Added to these pathogen-specific risks are traditional cyber risks and “cyber-biosecurity” risks focused particularly on the bioeconomy. Cyber-biosecurity risks include waging adversarial attacks on automated bio-computing systems, biotech supply chains, or strategic cyber-biosecurity infrastructure. Malicious actors could, for example, use AI malware to co-opt networks of sensors and impact control decisions on biotech supply chains with the intent to damage, destroy, or contaminate vital stocks of vaccines, antibiotics, cell, or immune therapies. In another scenario, AI malware could be used to automate data manipulation with the intent to falsify, erase, or steal intelligence within large curations of genomics data. Such data poisoning could affect how pathogens are detected and analysed. It could also affect biointelligence on complex diseases in subpopulations collected over many years
The merger of the biological data revolution with computing power has created another serious security concern: ultra-targeted biological warfare. In past biowarfare programs, weapons targeted their intended victims through geographic location.
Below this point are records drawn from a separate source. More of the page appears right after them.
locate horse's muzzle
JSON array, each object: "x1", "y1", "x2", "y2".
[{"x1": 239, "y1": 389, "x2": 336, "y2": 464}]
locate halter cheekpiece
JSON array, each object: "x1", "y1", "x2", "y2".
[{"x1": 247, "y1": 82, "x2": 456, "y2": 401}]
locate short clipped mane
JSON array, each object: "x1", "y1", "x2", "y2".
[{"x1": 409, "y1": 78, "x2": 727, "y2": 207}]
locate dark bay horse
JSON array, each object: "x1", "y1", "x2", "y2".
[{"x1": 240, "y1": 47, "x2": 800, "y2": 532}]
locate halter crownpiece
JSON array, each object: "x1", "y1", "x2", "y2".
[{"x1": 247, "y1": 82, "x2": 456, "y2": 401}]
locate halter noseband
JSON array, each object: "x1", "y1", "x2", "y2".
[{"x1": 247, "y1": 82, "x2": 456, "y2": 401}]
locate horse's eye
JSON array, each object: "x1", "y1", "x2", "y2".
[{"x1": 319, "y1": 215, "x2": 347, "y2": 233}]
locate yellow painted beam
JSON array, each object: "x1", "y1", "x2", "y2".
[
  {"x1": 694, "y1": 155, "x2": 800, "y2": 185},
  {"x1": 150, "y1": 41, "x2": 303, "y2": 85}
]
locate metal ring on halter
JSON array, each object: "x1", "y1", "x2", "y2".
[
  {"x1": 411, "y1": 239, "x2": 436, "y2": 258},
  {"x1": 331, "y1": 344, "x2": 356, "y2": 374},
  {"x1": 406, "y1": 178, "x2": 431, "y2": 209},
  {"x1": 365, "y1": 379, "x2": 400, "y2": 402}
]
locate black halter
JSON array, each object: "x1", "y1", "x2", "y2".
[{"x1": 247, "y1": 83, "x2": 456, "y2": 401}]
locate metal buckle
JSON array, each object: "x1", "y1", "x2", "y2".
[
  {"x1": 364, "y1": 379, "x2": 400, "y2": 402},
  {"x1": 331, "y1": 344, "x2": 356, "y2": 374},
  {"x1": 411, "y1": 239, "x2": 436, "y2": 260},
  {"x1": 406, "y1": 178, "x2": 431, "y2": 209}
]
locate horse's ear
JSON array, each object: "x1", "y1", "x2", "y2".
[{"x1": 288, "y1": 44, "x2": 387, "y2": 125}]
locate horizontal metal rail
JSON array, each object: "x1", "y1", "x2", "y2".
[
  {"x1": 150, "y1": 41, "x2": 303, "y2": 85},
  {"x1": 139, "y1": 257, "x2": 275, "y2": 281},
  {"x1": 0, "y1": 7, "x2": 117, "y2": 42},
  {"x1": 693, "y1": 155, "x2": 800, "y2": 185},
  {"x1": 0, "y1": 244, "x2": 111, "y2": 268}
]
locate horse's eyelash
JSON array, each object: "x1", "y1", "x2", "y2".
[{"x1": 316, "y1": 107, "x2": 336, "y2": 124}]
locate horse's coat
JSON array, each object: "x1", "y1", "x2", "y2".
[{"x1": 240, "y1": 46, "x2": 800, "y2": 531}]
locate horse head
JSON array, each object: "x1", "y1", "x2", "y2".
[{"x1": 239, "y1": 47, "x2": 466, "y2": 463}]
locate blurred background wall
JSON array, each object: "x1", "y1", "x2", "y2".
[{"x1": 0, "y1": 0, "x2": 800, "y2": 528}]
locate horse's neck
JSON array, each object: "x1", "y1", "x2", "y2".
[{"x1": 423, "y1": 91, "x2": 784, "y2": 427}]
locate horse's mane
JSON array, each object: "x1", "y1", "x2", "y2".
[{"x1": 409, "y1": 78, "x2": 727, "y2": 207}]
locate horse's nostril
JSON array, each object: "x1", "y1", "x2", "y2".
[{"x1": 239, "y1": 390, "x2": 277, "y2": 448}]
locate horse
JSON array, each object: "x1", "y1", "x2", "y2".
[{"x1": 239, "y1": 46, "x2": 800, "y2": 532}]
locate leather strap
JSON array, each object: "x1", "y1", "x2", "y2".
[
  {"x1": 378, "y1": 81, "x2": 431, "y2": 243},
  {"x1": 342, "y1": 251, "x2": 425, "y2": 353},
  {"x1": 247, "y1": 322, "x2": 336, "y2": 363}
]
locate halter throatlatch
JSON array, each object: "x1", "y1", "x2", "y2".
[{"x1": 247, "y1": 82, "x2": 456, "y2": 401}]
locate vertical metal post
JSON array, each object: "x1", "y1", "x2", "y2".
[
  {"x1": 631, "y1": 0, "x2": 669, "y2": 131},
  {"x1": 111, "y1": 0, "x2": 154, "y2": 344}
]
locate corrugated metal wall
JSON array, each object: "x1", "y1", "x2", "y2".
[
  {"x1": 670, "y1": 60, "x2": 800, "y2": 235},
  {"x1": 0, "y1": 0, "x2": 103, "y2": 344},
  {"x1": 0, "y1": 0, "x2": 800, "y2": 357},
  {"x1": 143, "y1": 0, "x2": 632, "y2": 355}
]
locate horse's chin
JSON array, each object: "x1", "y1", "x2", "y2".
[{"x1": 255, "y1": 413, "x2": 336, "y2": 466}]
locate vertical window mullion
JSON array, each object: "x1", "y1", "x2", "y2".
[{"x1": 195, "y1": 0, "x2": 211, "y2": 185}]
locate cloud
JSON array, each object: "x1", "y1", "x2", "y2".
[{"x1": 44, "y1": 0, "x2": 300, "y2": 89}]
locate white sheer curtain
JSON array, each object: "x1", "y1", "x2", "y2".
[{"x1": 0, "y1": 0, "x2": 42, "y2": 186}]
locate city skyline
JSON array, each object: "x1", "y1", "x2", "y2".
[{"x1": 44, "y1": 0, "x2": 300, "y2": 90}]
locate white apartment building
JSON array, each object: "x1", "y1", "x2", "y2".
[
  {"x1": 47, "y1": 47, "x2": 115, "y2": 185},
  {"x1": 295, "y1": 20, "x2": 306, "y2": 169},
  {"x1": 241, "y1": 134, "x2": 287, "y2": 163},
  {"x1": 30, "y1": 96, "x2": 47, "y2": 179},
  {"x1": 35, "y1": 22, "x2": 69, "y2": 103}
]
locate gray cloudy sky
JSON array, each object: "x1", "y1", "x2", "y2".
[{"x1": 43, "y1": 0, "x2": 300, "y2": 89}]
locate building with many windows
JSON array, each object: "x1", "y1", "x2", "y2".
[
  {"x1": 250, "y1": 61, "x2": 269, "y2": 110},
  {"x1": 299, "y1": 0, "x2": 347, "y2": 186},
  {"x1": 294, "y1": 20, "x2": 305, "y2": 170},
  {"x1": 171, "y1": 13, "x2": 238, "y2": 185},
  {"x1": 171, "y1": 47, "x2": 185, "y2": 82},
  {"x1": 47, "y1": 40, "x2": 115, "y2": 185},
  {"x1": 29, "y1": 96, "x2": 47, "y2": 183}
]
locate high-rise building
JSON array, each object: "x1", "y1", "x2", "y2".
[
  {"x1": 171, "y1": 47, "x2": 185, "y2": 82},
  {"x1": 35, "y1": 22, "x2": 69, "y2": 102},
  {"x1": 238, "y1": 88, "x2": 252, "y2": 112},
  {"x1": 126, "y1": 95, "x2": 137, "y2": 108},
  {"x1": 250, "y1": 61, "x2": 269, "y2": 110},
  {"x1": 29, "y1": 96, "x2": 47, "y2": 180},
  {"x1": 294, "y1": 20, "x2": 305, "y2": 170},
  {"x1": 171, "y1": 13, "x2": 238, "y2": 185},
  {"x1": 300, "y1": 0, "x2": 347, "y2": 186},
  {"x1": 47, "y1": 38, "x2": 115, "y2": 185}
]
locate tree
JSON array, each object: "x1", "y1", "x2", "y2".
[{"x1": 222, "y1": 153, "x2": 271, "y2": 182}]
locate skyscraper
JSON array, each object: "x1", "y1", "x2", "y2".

Advances in biotechnology open up the possibility that malicious actors could deploy a biological weapon over a broad geographic area but only affect targeted groups of people, or even individuals.
The possibility of such “genetic weapons” was first discussed in the biological arms control community in the 1990s, as the Human Genome Project to map the full complement of human genes got underway. The UK government said “it cannot be ruled out that information from such genetic research could be considered for the design of weapons targeted against specific ethnic or racial groups.” The British Medical Association cautioned that “the differential susceptibility of different populations to various diseases” had been considered in the past, and that “whilst we should hope that genetic weapons are never developed, it would be a great mistake to assume that they never can be, and therefore that we can safely afford to ignore them as a future possibility.” A report from the Stockholm International Peace Research Institute (SIPRI) spoke of the potential for “future development of weapons of mass extermination which could be used for genocide.”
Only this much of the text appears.